Krjogja.com - YOGYA - Di tengah hiruk-pikuk industri kreatif dan budaya pop yang kerap menjadikan seni sebagai komoditas, ARTJOG 2025 kembali hadir dengan gagasan yang jauh lebih mendalam: bahwa seni bukan hanya karya, tapi juga “amalan”—sebuah laku etis, sosial, dan politis yang membawa kebaikan bagi kehidupan bersama.
Mengusung tema Motif: Amalan, ARTJOG menutup trilogi “Motif” yang telah dijalankan sejak 2023, merangkum diskusi panjang tentang posisi seni di tengah masyarakat.
Dibuka pada 20 Juni 2025 dan berlangsung hingga 31 Agustus 2025 di Jogja National Museum, festival ini bukan sekadar ruang pamer, melainkan ajakan untuk menyelami ulang makna berkesenian sebagai tindakan—bukan sekadar tontonan.
“Amalan bukan soal pahala dalam arti moral-klise,” kata kurator Hendro Wiyanto. “Tetapi bentuk praktik yang melampaui estetika—yang bisa menyentuh realitas sosial, lingkungan, bahkan relasi politik.”
Seniman patung kawakan Anusapati membuka wacana ekologis lewat karya komisi berjudul Secret of Eden, yang menghadirkan instalasi berbasis kayu mati—suatu pernyataan keras terhadap eksploitasi hutan dan tambang.
Baca Juga: MUI dan Aqua Klaten Sinergi Dukungan Al Quran untuk 3.000 Masjid
Lewat karya ini, Anusapati ingin memperlihatkan bagaimana seni dapat menjadi medium refleksi sekaligus peringatan akan krisis lingkungan yang terus berlangsung.
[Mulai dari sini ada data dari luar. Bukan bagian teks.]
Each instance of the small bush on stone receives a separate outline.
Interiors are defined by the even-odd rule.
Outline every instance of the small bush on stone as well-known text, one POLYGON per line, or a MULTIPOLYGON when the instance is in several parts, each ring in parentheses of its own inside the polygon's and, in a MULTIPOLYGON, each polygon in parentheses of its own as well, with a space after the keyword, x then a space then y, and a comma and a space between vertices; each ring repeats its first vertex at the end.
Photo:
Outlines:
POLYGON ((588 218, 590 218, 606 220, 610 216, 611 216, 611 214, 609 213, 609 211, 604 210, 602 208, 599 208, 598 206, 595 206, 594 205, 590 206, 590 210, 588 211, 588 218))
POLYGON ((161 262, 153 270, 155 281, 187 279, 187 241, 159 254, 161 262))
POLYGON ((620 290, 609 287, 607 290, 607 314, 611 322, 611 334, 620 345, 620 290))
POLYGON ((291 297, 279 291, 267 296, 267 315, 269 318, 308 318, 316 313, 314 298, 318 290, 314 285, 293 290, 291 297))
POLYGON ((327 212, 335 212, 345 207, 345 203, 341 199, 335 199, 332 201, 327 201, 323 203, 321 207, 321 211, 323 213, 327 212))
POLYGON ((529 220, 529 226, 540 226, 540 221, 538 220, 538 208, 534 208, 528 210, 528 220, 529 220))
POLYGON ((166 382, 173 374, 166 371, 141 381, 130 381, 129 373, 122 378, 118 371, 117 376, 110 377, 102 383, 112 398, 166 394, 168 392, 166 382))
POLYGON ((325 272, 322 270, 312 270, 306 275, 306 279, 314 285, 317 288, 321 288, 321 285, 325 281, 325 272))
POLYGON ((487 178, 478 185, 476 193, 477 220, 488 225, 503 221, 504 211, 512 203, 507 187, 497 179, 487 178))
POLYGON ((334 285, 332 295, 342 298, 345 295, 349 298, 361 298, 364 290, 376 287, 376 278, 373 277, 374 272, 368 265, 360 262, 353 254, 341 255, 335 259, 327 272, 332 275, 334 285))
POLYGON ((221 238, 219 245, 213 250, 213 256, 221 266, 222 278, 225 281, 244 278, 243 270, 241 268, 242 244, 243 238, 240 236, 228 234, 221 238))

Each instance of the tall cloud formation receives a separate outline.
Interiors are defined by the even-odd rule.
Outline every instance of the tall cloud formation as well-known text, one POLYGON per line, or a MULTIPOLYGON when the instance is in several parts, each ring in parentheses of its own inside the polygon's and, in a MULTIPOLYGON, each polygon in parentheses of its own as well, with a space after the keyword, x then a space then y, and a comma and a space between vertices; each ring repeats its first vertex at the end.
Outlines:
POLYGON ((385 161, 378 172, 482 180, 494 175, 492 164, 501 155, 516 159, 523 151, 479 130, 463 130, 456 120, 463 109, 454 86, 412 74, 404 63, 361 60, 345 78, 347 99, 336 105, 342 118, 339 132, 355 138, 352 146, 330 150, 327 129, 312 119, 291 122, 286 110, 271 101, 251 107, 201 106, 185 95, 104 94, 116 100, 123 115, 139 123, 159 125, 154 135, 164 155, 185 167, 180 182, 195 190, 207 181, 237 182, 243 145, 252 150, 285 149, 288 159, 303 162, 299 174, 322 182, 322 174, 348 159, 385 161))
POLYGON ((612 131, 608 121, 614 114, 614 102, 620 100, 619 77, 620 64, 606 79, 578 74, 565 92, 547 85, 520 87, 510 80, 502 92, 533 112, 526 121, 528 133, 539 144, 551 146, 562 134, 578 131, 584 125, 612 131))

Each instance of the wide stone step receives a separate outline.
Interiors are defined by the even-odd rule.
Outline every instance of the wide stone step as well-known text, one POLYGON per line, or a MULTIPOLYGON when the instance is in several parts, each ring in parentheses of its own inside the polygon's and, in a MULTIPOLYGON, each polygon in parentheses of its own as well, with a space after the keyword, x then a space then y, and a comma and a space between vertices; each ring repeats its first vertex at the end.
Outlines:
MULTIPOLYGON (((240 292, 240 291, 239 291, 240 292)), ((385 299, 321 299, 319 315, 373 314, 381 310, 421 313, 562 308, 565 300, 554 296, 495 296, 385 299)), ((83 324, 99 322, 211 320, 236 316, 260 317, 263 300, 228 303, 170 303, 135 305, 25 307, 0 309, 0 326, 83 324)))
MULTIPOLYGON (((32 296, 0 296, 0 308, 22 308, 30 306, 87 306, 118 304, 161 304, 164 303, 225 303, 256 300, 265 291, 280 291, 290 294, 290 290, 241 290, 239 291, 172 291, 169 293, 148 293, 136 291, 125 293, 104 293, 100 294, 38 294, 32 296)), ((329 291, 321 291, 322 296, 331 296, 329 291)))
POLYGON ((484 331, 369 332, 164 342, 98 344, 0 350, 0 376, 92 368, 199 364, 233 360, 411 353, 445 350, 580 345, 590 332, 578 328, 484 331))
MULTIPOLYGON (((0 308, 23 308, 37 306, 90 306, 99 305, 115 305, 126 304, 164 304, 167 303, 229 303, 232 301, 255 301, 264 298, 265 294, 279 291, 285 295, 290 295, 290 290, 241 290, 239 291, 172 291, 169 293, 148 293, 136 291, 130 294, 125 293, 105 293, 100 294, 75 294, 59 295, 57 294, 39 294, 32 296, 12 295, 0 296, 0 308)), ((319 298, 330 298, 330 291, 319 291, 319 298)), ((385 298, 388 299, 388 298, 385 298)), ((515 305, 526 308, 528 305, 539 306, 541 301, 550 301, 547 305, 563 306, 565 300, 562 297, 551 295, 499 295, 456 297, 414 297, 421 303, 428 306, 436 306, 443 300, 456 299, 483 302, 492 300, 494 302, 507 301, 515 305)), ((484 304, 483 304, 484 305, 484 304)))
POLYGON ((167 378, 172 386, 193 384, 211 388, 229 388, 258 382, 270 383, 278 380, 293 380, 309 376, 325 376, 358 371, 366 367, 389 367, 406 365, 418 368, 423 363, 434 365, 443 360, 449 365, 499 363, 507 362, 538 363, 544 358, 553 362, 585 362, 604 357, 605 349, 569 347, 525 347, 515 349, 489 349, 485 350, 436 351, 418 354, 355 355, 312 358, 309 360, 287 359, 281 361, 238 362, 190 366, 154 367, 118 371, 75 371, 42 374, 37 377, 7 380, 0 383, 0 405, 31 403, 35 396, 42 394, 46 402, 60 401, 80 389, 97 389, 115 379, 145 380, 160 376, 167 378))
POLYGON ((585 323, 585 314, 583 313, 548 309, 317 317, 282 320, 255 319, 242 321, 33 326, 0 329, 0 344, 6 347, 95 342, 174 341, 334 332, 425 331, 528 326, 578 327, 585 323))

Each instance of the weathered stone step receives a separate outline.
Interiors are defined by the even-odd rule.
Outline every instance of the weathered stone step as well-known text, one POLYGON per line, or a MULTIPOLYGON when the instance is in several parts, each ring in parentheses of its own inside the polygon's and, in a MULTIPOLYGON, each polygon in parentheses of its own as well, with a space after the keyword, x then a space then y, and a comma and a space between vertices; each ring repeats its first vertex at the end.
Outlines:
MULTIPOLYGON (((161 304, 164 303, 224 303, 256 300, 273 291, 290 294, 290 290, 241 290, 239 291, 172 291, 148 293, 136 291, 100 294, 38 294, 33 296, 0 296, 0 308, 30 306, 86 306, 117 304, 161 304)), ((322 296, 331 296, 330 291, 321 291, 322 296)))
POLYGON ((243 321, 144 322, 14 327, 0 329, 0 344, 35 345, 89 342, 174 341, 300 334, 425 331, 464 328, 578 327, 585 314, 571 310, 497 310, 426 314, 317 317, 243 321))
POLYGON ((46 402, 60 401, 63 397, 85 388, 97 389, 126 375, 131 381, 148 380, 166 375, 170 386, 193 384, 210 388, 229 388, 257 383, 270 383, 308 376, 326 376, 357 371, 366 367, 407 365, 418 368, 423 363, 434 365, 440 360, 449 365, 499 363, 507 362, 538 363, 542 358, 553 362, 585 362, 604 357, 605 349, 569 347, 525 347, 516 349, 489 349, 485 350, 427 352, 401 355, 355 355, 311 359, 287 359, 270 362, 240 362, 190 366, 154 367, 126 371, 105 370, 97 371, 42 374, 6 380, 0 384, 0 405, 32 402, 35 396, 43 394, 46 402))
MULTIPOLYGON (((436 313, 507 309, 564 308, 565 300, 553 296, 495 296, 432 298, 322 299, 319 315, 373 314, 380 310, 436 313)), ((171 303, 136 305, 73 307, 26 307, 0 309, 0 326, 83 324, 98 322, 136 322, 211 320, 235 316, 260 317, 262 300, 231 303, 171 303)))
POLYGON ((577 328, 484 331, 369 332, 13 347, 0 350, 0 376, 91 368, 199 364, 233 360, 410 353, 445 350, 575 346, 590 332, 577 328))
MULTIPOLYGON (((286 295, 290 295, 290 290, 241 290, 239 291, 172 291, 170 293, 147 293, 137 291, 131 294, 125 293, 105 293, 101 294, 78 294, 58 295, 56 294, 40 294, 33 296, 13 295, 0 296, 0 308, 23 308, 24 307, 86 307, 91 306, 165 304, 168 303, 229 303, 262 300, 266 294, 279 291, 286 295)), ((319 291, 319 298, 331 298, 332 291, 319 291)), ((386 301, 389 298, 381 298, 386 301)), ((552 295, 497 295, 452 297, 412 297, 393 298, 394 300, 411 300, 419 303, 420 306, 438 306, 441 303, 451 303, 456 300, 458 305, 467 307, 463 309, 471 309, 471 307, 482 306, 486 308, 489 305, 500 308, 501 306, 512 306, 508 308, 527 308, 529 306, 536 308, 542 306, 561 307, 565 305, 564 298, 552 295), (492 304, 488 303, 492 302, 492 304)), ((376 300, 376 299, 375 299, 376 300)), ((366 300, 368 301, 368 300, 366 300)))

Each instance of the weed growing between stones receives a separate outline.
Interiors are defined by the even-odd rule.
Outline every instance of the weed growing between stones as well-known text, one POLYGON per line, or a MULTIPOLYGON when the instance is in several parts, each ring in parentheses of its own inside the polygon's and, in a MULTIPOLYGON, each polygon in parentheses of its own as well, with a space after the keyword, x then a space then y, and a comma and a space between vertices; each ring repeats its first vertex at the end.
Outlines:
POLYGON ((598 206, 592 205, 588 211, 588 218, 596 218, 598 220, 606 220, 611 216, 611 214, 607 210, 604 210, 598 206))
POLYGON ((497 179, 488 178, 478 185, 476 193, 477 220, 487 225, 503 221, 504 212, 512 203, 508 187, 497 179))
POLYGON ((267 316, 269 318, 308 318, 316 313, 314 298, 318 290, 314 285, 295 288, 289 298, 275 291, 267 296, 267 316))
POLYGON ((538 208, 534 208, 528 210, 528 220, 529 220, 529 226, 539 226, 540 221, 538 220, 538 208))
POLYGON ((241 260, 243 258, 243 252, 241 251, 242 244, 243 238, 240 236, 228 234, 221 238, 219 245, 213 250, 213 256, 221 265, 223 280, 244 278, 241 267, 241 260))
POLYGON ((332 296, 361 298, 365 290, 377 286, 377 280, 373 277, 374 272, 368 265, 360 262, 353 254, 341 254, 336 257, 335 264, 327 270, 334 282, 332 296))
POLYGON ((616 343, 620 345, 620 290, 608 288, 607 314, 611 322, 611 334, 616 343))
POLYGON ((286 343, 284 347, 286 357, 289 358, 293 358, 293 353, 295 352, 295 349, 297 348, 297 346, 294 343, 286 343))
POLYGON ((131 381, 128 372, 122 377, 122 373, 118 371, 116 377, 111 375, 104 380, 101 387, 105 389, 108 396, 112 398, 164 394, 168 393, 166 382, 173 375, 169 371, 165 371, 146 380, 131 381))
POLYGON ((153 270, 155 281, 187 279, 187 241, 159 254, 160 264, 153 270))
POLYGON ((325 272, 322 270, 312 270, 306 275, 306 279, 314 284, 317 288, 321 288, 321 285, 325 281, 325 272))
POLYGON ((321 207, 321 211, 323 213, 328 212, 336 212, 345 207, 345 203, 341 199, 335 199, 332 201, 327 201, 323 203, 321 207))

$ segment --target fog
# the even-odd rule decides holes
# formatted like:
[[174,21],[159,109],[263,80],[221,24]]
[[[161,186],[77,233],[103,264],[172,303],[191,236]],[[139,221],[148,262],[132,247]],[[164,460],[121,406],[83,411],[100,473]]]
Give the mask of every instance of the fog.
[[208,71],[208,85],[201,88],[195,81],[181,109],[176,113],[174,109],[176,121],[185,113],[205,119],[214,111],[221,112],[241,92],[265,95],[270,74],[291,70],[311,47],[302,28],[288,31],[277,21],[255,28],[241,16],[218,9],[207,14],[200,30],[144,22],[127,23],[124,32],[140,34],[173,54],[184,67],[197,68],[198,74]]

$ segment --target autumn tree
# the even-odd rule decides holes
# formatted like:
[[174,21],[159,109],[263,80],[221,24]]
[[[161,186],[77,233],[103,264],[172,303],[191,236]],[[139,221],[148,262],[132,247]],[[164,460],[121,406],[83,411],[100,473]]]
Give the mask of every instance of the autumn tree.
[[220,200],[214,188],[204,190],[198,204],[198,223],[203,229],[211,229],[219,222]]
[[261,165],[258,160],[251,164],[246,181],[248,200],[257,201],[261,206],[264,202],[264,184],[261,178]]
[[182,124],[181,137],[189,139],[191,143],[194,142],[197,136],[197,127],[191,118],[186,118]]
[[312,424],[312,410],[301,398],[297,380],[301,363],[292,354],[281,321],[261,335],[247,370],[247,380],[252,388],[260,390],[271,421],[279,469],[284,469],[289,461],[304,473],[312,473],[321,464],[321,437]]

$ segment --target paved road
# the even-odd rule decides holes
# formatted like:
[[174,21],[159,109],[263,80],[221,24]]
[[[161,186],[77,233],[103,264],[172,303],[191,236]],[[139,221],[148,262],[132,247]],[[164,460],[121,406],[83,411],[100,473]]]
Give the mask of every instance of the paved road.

Karya ini dilengkapi respons suara dari seniman bunyi Tony Maryana, yang menciptakan suasana imersif lewat bebunyian alam dan industrial.
Anak-anak, Limbah, dan Imajinasi
Sementara itu, ARTJOG Kids kembali hadir dengan semangat pembelajaran kreatif. Kelompok REcycle-EXPerience dari Bandung mengajak anak-anak membuat karya dari limbah anorganik dan mainan bekas—mengubah kesadaran akan sampah menjadi permainan dan karya kolektif berjudul The Love for All Living Creatures.
Sebuah pendekatan bermain sambil menyadari bahwa setiap tindakan kecil pun bisa menjadi “amalan”.
Program Special Project memperluas medan diskusi. Murakabi Movement menyajikan Tanah Air βeta, instalasi interaktif dari batu dan tanah, yang mempertanyakan ulang gagasan tentang ruang hidup bersama. ruangrupa, kolektif seni asal Jakarta, membuka taman belajar alternatif yang terinspirasi dari semangat pendidikan Ki Hajar Dewantara.
Sebelas peserta dari lintas disiplin menjalani proses belajar non-formal, yang hasil akhirnya akan dipamerkan dalam ulang tahun ke-25 ruangrupa.
Dari Bali, DEVFTO Printmaking Institute membawa karya cetak grafis yang kolaboratif dan terbuka, menandai kebangkitan seni grafis sebagai praktik kontemporer yang terus tumbuh.